Remédier à la pénurie d’organes humains pour les greffes en prélevant ceux de porcs. L’idée ne date pas d’hier, mais pourrait bien finir par se concrétiser notamment grâce à nos progrès fulgurant en matière de manipulation génétique.
Une idée ancienne
C’est ce qu’on appelle une xénogreffe. Là où la courante allogreffe consiste à transplanter un greffon (comme un organe) d’un donneur à un receveur de la même espèce, la xénogreffe permet la transmission d’un greffon d’une espèce à une autre. L’idée taraude les scientifiques depuis les premières greffes réussies au XXe siècle. Ainsi en 1905, un médecin lyonnais tentait de greffer le rein d’une chèvre sur une femme. Un échec cuisant. Plus chanceux, en 1963, un médecin permit tout de même à une jeune fille ayant reçu un rein de chimpanzé de survivre neuf mois de plus.
À ce jour, les seuls succès de xénogreffes concernent de petits greffons, comme des tendons en orthopédie, et surtout des valves cardiaques. Toutes ces réussites ont eu lieu en transférant des organes porcins sur des humains. En effet, par le poids de ses organes et sa proximité génétique avec l’homme, cet animal reste le candidat idéal pour remédier à la dramatique pénurie de donneurs humains (des dizaines de milliers de malade sont en attente d’un donneur d’organe dans le monde).
Prouesse génétique
Mais proximité génétique ne signifie pas compatibilité. Dans les années 1990, alors que les premiers grands progrès dans le séquençage du génome ont lieu, c’est la douche froide pour les scientifiques les plus optimistes. On découvre en effet que les porcs sont porteurs dans leur ADN même de virus, les PERV (Porcine Endogenous Retrovirus), potentiellement transmissibles à l’homme. Surtout, notre système immunitaire les reconnaît et les combats, ce qui provoque un rejet de la greffe.

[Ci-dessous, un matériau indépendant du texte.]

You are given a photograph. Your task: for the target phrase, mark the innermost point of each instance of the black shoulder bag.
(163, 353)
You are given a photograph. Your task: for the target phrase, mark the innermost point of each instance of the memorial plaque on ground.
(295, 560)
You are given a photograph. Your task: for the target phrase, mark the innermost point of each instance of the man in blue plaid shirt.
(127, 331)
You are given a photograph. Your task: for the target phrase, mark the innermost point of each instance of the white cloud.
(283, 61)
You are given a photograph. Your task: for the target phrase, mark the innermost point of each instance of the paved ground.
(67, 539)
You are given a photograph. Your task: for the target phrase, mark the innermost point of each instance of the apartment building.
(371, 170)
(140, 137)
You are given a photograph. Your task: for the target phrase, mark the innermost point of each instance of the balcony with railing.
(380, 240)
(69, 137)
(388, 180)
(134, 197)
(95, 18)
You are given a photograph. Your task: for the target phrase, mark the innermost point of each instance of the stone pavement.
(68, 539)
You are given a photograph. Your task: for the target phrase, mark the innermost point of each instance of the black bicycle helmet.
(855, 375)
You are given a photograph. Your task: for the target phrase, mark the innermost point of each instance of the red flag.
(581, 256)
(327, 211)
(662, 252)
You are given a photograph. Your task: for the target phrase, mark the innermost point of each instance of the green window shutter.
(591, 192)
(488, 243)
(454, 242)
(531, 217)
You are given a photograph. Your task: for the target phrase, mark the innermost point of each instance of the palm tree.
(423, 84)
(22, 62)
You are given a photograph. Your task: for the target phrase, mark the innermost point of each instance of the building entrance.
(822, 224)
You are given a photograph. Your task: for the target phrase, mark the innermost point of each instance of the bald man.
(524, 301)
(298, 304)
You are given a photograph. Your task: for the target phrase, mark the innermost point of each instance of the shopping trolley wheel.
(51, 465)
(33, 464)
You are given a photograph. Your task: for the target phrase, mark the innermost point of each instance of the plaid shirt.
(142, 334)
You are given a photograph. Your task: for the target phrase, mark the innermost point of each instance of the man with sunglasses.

Les scientifiques vont ainsi se mettre en quête d’identifier les 62 gènes concernés, puis de tenter de les modifier. Pour cela, ils disposent aujourd’hui d’une technologie qui change les règles du jeu : les « ciseaux » Crispr Cas9, qui permettent de couper directement dans le génome, le tout de manière plus rapide et moins onéreuse qu’auparavant. On peut désormais s’attaquer à ces gènes problématiques, ce que va faire une équipe américaine dès 2015.
« Les animaux les plus génétiquement modifiés au monde »
Dans leur quête de l’animal parfait, réservoir à organe élevé pour sauver l’homme, Luhan Yang et George Crunch ont joué aux apprentis sorciers. Ce dernier n’en est d’ailleurs pas à son coup d’essai : utérus artificiel, génome humain artificiel , projet de résurrection du mammouth…Les idées folles de ce généticien d’Harvard ont déjà fait les gros titres. Mais cette fois il aurait fait mouche, si l’on en croit les conclusion de l‘étude publiée dans le magazine Science. Les PERV ont bien été génétiquement désactivés.
Les 37 porcelets sont aujourd’hui en parfaite santé. Ce qui n’était pas gagné : en effet la modification du génome est une science éminemment complexe et somme toute très empirique. On ne sait jamais quelles conséquences ont les « coupes au ciseau » sur les autres gènes, ni ce qu’elles peuvent provoquer en terme de mutations sur plusieurs générations. Mais les effets secondaires sont courants. La santé des « animaux les plus génétiquement modifiés au monde » (dixit Luhan Yang) sera donc scrutée de près.
Un petit pas pour la génétique, un grand pas pour la médecine
Le grand voyage des ces petits porcelets âgés de quatre mois vers la mutation génétique devrait se poursuivre. Maintenant que les virus transmissibles à l’homme qu’ils portaient dans leur ADN ont été écartés, il reste à « humaniser » leur génome pour rendre leurs organes encore plus compatibles avec les nôtres. De nombreux autres scientifiques partagent cette ambition, mais nos deux amis ont pour l’instant les meilleurs cobayes (qui sont, soit dit en passant, en excellente santé pur l’instant).
On espère ainsi les premiers tests sur l’homme à un horizon de 5 à 10 ans. Les chercheurs comptent agir avec la plus grande prudence. Dans un premier temps, ils pensent tenter des opérations de transfert du cochon au chimpanzé. Les risques en terme de maladies comme de bouleversement irrémédiable de l’ADN sont réels. Il faudra donc avancer à tâtons, avec l’espoir qu’un jour le cochon sauve des vies. Nos deux compères n’ont pas perdu de temps : leur société eGenesis lance déjà des tests en ce sens.